POLITICS

Labour Holds Off Ukip In Close Heywood By-Election

10/10/2014 01:59 | Updated 10 October 2014
Peter Byrne/PA Wire

UPDATE: Ukip defector Douglas Carswell has won the Clacton by-election, becoming the party's first MP.

Labour held the Heywood and Middleton seat by just 617 votes as Nigel Farage claimed Ukip was "ripping lumps" out of the party in its northern heartlands. Ed Miliband's party had held the seat with a majority of almost 6,000 in 2010 but faced a recount before claiming victory in the by-election.

Ukip remains confident of securing its first elected MP in the Clacton by-election, triggered by Douglas Carswell's defection from the Tories. In Heywood and Middleton, Labour's Liz McInnes held off the challenge of John Bickley, with 11,633 votes to the Ukip candidate's 11,016 - a swing of 17.65% swing from Labour to Ukip.

Ukip had been campaigning strongly in the Lancashire constituency, in an effort to make inroads into Labour's northern heartland. The poll was triggered by the death of Labour MP Jim Dobbin, who had held the seat since 1997.

Mr Farage told Sky News: "We are ripping lumps out of the old Labour vote in the north of England. The truth of what has happened in the North today is that if you are anywhere north of Birmingham , if you vote Conservative you get Labour. And the reason we haven't won up there, despite a fantastic campaign, is that too many people have stuck with the Conservatives, not recognising that Ukip is now the challenger to Labour in every urban seat in the north of England."

Mr Farage said it was a "completely stunning result in Heywood and Middleton, which proves if you vote Conservative in the North, you get Labour". He indicated there could be further defections to Ukip in the months running up to the general election - without necessarily forcing a by-election.

"There comes a point where there will be backbench Conservatives, and perhaps some Labour ones too, who will reckon they have got a better chance on a Ukip ticket next year than a Tory or Labour ticket," he said. "I don't think we are quite at that moment yet."

Asked if they would be expected to resign as an MP, as Mr Carswell and his fellow Tory defector, Rochester and Strood's Mark Reckless, had done, Mr Farage said that might not be the case closer to the general election. "There is generally a six-month convention with these things, so if people were to come to us later than that there might not be."
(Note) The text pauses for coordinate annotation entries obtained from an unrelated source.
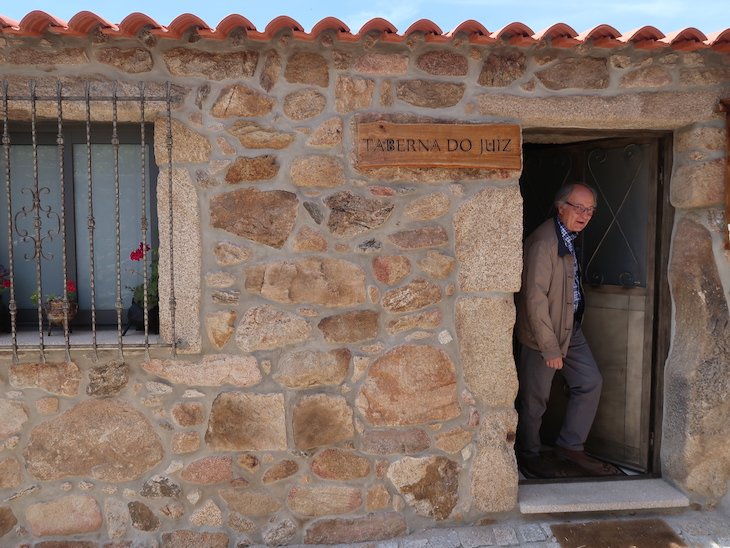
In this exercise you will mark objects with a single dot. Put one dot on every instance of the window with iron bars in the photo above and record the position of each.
(78, 225)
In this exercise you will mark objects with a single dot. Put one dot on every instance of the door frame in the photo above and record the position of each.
(661, 223)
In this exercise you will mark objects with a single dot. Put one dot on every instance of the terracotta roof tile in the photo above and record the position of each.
(560, 35)
(35, 23)
(517, 34)
(477, 32)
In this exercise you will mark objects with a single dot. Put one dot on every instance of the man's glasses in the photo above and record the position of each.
(582, 210)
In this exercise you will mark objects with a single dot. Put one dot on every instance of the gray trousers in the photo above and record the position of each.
(584, 380)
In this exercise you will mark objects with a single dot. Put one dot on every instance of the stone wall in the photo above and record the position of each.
(345, 369)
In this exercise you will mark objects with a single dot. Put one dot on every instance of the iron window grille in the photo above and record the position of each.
(56, 225)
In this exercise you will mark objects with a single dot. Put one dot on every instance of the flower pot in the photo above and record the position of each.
(135, 318)
(54, 313)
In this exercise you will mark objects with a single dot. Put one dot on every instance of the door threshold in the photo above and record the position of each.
(599, 496)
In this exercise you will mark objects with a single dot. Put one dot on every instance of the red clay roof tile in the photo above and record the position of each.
(35, 23)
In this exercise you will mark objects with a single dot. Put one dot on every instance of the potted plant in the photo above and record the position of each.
(54, 306)
(135, 313)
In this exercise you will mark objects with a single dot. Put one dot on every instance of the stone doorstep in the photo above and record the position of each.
(637, 494)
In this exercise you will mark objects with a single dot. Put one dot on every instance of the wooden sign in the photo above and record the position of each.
(382, 144)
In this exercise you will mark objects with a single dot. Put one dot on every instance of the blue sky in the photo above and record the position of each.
(625, 15)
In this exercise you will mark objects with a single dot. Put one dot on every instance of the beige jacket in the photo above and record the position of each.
(545, 302)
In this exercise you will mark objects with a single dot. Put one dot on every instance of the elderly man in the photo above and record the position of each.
(549, 311)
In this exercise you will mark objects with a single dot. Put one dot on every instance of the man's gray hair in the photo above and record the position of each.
(564, 191)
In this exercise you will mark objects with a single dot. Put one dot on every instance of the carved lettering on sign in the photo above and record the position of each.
(382, 144)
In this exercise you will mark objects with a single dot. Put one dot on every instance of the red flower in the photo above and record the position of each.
(138, 254)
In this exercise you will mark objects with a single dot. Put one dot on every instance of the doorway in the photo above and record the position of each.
(623, 262)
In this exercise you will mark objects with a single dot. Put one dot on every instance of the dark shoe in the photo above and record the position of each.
(591, 465)
(547, 466)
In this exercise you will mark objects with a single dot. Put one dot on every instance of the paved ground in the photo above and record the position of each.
(697, 528)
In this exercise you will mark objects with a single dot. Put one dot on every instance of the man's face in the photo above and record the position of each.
(569, 211)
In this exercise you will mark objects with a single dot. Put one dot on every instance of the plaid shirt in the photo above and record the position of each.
(568, 238)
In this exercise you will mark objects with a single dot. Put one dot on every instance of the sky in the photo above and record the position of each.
(625, 15)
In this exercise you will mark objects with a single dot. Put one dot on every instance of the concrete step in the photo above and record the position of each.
(599, 496)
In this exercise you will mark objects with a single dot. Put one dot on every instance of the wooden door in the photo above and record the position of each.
(618, 250)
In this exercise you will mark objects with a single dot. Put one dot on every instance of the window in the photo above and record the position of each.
(90, 170)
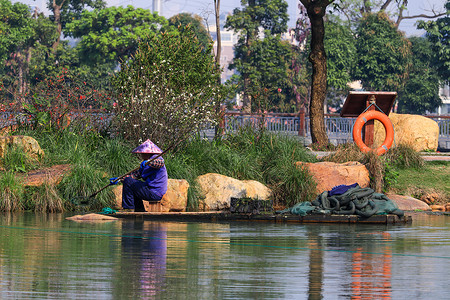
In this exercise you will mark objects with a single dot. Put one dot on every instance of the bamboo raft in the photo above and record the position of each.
(215, 216)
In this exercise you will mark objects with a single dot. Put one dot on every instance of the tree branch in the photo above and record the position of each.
(385, 5)
(435, 15)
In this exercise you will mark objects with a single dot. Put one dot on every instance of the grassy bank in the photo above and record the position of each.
(96, 157)
(246, 155)
(434, 177)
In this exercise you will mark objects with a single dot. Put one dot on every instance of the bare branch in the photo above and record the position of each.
(435, 15)
(385, 5)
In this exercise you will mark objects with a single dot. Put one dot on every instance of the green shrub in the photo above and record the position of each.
(11, 192)
(46, 198)
(403, 156)
(17, 160)
(83, 181)
(168, 89)
(247, 155)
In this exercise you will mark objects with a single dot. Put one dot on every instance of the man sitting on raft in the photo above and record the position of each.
(153, 175)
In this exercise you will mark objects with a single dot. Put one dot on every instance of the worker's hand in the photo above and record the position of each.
(113, 181)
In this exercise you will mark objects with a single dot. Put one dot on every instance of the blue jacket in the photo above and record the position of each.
(155, 174)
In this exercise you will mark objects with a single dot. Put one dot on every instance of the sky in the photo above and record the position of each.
(206, 7)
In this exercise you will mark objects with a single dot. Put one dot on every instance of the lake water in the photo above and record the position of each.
(49, 257)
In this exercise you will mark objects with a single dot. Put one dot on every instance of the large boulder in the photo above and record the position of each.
(329, 174)
(51, 175)
(219, 189)
(28, 144)
(421, 133)
(175, 198)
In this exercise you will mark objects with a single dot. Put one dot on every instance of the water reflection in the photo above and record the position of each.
(48, 257)
(371, 274)
(142, 260)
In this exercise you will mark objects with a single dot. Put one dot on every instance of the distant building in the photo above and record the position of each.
(444, 94)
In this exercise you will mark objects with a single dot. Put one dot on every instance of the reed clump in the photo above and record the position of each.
(11, 192)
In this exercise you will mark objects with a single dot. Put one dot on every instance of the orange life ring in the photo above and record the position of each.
(371, 115)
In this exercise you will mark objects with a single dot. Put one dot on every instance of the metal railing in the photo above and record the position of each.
(338, 128)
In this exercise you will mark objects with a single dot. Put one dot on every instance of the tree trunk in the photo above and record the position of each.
(57, 13)
(218, 128)
(246, 97)
(318, 58)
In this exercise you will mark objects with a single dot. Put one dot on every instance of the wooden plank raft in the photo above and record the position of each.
(282, 218)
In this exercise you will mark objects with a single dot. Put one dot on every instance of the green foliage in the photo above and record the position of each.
(382, 57)
(52, 100)
(438, 33)
(183, 20)
(421, 92)
(83, 180)
(113, 33)
(16, 28)
(341, 51)
(404, 157)
(248, 155)
(46, 199)
(262, 63)
(115, 157)
(168, 90)
(15, 159)
(11, 192)
(390, 175)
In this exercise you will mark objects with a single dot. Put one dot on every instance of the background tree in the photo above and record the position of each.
(168, 89)
(438, 33)
(24, 32)
(113, 33)
(421, 92)
(382, 54)
(182, 20)
(340, 47)
(270, 16)
(67, 10)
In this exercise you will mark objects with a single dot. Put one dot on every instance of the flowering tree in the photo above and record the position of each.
(167, 89)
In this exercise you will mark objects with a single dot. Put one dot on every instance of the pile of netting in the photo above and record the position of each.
(347, 200)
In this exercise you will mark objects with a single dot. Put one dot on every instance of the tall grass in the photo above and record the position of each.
(16, 159)
(383, 170)
(244, 155)
(11, 192)
(84, 180)
(46, 198)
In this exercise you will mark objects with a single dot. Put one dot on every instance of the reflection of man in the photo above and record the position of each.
(144, 251)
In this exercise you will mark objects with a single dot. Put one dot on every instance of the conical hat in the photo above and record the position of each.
(147, 147)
In her acceptance speech Ms McInnes said voters "gave their backing to Ed Miliband's plan for an NHS with the time to care" and "they said to David Cameron, 'Keep your mitts off our National Health Service'." She added: "People here weren't convinced by Ukip - a party of Tory ideas, Tory people, Tory money and Tory values."

But Mr Bickley said: "Labour are in big trouble. This should have been a safe seat. They have thrown everything at it and they have only just scraped home. We would not have predicted four weeks ago to get so close. Most of the voters here in this constituency, particular the Labour voters, feel betrayed by the Labour Party.

"These are people who have been in the Labour Party all their lives and they look at the Labour Party and it no longer represents them. Another couple of days and I would have won this. We would have won a week from now on the back of Clacton."

Ukip is confident of victory in Clacton, with Tory Cabinet minister Eric Pickles appearing to accept that Mr Carswell would bear the Conservative candidate Giles Watling.

Mr Carswell held the seat with a majority of more than 12,000 at the 2010 general election and is expected to benefit from a strong personal following. Appearing on BBC1's Question Time Mr Pickles said: "I live in optimistic hope that a Conservative will be returned tonight, but I fear I will be disappointed."

Turnout in the Clacton by-election was 51.2%, acting returning officer Ian Davidson said. Mr Carswell said he "would not want to presume anything" as he made his way to the Clacton count. The Ukip candidate said he still had some "good friends" on the Tory benches, adding "friendship means a lot to me".

Asked by Sky News whether he could look them in the eye, he said: "I can certainly look myself in the mirror every morning."